PromQL is how you ask Prometheus questions. Select and filter series by label, turn counters into per-second rates, and aggregate across instances into the numbers you actually want.
Why: the simplest query is a metric name, which returns every series for it. You narrow with label matchers in {braces}: = exact, != not, =~ regex match. This is how you focus on one job, instance, or status code out of thousands of series.
# Every series for this metric
node_cpu_seconds_total
# Only the "idle" CPU mode
node_cpu_seconds_total{mode="idle"}
# Regex: any 5xx status
http_requests_total{status=~"5.."}Why: a counter total is meaningless on its own — what you want is how fast it is growing. rate() computes the per-second average increase over a time window (written in [brackets]). This is THE most important PromQL function: requests/sec, errors/sec, bytes/sec all come from rate() over a counter.
# Requests per second, averaged over the last 5 minutes
rate(http_requests_total[5m])
# Error rate per second
rate(http_requests_total{status=~"5.."}[5m])Why: rate() gives you one number per series (per instance, per status…). Aggregation operators collapse them: sum totals across series, and "by (label)" keeps one result per value of that label. This turns hundreds of per-instance rates into the few lines you actually chart.
# Total requests/sec across all instances
sum(rate(http_requests_total[5m]))
# Requests/sec broken down by status code
sum by (status) (rate(http_requests_total[5m]))
# Average CPU busy fraction per instance
1 - avg by (instance) (rate(node_cpu_seconds_total{mode="idle"}[5m]))Why: averages hide pain — a 50ms average can still mean 1% of users wait 5s. Histograms let you compute percentiles: histogram_quantile over the bucketed _bucket series gives the 95th-percentile latency. This is the standard way to track "how slow is it for the unlucky requests".

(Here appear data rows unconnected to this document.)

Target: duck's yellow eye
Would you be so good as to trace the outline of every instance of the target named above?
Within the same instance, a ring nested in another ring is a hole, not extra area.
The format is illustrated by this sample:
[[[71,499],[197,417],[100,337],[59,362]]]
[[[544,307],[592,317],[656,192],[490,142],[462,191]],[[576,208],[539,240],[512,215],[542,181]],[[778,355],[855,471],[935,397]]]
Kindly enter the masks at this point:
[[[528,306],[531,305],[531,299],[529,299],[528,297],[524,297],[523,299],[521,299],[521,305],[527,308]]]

# 95th-percentile request latency over 5 minutes
histogram_quantile(
0.95,
sum by (le) (rate(http_request_duration_seconds_bucket[5m]))
)Note: a reliable starting point for any service is the RED metrics — Rate (requests/sec), Errors (failed/sec), and Duration (latency percentiles). Three PromQL queries cover the health of most services; build your first dashboard and alerts from these before going deeper.
Rate → sum(rate(http_requests_total[5m]))
Errors → sum(rate(http_requests_total{status=~"5.."}[5m]))
Duration → histogram_quantile(0.95, sum by (le) (rate(..._bucket[5m])))